ATC CDA2 Mk2 CD player/DAC/preamp Page 2
Extensive Reworking
What’s new here? Well, the obvious things are on the input side – both the USB and the 3.5mm stereo socket have been added, but the CDA2 Mk2 is also the result of extensive reworking under the lid. The AKM DAC is new, as is the TEAC-supplied transport, chosen for faster seek times, lower mechanical noise and improved error correction, while the power supply has gained nine extra voltage regulators and better decoupling. The input/output gain stages have been upgraded with discrete op-amps in six blocks – two for input buffering and four to deliver the balanced output.
The output section is also designed to drive long cable runs, as might be the case when, for example, the CDA2 Mk2 is connected directly to a pair of active speakers. ATC says it’s good for balanced cables of up to 50m, which should be adequate for even the largest room. Other gains are brought about by more meticulous construction, including hand-soldering of components, each unit being assembled by a single ATC employee, while the headphone amp has also been upgraded, to give it better drive for tricky loads. The package is completed by a comprehensive IR remote control, handling all the CDA2 Mk2’s functions, a neat touch here being a ‘CD standby’ button to turn off the disc section when listening to other inputs, thus reducing the potential for noise and vibration.
A Joy To Use
ATC recommends J River Media Centre 22 for playback on both Windows and Mac OS X, and provides illustrations in the user manual for the optimum set-up for the best possible sound. Mind you, it also recommends Windows 7-based PCs, and El Capitan for Macs, saying that was how the CDA2 Mk2 was developed, but I had no problems running it with Windows 10 and more recent OS X versions – most of my Macs now run either Sierra or High Sierra – along with playback software including Amarra and Audirvana.
What’s clear, however you feed the CDA2 Mk2, is that this unusual hybrid device sounds very special indeed, whether playing discs, receiving audio via its S/PDIF inputs, connected via its analogue ins or handling hi-res audio from a computer. Simply, there is a rightness and directness about the sound, with tight, powerful bass, a clean, informative midband and a treble that’s as explicit as it is sweet, all suggesting that the CDA2 Mk2 is just letting the music through, and not messing with it in the process. It’s this neutrality that makes it a joy to use – it is amazing how its ‘nothingness’ can prove highly addictive! You could pay a lot more for a CD player, DAC and preamp and still find the components imposing something of themselves on the sound. That this (relatively) affordable combination offers so much and yet adds or removes so little is a major achievement by ATC’s engineers.
Fresh As A Daisy
For an indication of that in action, I needed look no further than the eponymous debut album by The B52’s, already eight years old when it appeared on CD in 1987 [Island Records CID 9580]. Yes, some saw the ‘High Fidelity’ logo on the cover as a joke, given the snappy, jerky rhythms, dense mixes and campy vocals, but the album lives up to the description right from the opening riff of ‘Planet Claire’, and the CDA2 Mk2 delivers it with real drive and a wide open view of the layers of the recording, charging through the album’s paltry 39-minute playing time with such verve that it seems to be over almost before it’s started.

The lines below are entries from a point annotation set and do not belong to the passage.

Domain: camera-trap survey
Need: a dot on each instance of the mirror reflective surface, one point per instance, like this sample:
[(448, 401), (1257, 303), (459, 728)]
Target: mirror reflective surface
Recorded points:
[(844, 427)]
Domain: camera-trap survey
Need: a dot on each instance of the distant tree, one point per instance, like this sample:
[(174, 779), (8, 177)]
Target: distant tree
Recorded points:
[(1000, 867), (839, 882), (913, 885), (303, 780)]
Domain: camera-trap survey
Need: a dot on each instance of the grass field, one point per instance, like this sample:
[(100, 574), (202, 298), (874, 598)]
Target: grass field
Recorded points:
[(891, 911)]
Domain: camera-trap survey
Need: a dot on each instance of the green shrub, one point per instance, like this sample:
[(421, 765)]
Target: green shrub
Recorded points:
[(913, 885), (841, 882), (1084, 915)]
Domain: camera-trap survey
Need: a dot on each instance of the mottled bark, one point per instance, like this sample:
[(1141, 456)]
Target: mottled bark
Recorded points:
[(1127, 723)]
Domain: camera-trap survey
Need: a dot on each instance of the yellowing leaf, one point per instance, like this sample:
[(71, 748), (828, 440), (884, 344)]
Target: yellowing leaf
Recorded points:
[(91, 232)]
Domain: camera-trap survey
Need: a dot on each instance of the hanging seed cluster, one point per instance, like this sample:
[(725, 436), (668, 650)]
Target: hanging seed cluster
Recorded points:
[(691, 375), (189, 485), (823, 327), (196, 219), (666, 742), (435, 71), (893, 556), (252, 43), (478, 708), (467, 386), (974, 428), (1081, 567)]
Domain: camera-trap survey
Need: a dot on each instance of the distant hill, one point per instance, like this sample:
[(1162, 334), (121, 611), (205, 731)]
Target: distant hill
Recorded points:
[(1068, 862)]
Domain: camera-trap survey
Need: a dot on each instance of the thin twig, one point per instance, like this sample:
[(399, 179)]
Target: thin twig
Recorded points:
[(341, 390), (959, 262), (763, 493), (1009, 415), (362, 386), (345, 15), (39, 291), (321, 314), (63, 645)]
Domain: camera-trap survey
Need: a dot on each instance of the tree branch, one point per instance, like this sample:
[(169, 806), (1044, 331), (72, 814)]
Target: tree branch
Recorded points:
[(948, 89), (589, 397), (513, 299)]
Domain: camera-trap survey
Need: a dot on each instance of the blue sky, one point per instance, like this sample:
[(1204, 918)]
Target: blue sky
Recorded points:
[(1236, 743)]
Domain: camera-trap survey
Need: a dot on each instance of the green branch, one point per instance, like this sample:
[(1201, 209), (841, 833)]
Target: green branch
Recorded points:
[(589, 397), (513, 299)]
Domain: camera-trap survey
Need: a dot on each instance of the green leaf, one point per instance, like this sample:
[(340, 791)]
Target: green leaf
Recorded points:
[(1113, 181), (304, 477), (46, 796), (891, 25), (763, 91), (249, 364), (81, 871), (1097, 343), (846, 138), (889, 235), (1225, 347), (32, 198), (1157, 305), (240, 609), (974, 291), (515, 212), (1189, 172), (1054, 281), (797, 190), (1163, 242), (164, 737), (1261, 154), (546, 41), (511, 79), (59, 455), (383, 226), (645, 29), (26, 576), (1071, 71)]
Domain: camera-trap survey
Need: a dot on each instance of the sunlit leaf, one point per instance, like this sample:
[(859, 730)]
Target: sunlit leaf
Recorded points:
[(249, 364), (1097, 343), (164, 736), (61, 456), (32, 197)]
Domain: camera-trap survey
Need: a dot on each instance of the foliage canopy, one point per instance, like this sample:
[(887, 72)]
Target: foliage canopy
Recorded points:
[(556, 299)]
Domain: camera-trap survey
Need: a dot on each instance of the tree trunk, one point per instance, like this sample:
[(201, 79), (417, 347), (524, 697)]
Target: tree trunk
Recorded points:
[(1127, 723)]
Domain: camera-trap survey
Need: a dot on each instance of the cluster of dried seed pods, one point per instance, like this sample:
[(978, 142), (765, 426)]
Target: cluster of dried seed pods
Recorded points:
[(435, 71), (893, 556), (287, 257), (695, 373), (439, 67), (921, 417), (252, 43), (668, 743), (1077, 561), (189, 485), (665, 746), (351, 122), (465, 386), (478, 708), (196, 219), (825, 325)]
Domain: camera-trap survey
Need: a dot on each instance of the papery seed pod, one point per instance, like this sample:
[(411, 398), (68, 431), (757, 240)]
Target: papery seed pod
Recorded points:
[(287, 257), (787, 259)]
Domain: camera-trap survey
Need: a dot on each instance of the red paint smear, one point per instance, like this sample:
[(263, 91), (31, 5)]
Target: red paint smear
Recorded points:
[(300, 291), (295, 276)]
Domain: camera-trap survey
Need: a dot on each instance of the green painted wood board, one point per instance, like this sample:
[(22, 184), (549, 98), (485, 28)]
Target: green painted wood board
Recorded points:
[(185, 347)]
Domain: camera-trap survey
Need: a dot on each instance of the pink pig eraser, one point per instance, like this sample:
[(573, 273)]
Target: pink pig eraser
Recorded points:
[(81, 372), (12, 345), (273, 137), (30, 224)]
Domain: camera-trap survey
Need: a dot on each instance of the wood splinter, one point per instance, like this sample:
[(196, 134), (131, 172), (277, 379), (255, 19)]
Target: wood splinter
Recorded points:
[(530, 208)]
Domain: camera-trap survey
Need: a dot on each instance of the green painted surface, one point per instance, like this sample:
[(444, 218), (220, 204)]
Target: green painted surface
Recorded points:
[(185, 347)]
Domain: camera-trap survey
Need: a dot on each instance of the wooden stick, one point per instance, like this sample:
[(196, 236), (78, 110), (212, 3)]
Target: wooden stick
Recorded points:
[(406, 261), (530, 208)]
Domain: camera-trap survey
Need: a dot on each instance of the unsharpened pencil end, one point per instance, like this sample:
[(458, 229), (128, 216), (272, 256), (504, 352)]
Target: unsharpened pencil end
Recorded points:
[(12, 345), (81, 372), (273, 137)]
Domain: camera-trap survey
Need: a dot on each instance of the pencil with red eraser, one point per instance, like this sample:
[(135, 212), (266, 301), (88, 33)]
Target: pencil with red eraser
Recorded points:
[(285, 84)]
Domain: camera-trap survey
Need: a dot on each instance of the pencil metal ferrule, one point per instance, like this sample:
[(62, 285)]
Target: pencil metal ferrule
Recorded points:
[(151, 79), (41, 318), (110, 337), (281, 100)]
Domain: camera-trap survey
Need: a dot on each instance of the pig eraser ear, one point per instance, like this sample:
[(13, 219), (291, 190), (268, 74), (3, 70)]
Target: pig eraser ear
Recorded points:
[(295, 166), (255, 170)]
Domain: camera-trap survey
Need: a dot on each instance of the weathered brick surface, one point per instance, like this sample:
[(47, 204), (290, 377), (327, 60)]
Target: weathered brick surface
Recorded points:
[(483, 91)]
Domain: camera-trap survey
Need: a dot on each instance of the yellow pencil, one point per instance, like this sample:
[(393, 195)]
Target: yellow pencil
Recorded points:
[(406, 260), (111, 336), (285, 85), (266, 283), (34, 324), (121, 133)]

This front end may come out of a studio heritage, but it knows how to have a good time, and there’s nothing anonymous or ‘technical’ about the way it plays music.
The same is very much in evidence with Pink Floyd’s Wish You Were Here, in DSD64 [from EMI 5099952243325], played in via the USB input. The crisp resolution of the CDA2 Mk2’s digital section allows the lumbering rhythms of ‘Have A Cigar’ to power out into the room, while making every detail of the lyrics and recording plain to hear. Meanwhile its unfettered dynamics are perfectly suited to the slow burn of ‘Shine On You Crazy Diamond’ before it lets the guitar riffs scream out with fine attack.
Get somewhat spikier with Elvis Costello And The Attractions’ Armed Forces album [Imp Records FIEND 21], now unfathomably almost at its 40th birthday, and the gutsy Nick Lowe production combined with the still punky charge of the band on tracks such as ‘Oliver’s Army’ and ‘Goon Squad’ is meat and drink for the wide-open ATC sound.
It’s an album on which you can hear Costello’s sound changing, his voice opening up, the songs still hard-hitting lyrically but now becoming more layered with keyboards, more guitars and harmonies. Here it comes up fresh as a daisy, reminding you what all the fuss was about back in 1979.
Come bang up to date with Beth Hart & Joe Bonamassa’s Black Coffee [Provogue PRD75445], an album that looks dynamic range in the face and laughs, and the CDA2 Mk2 lets the full-on, ‘bouncing off the limiters’ effect thunder through with all its melodrama intact. It ain’t pretty, but boy is it effective!
Hi-Fi News Verdict
The music centre, ATC style: the CDA2 Mk2 may have all the air of ‘a horse designed by committee’, as it does so much, but this is more thoroughbred than camel, with a wide-open sound, masses of detail and unrestrained slam. It makes a fine partner for power amps and active speakers alike, getting on with the business of delivering the music without adding or subtracting anything. If it does all you need, it’s a bargain.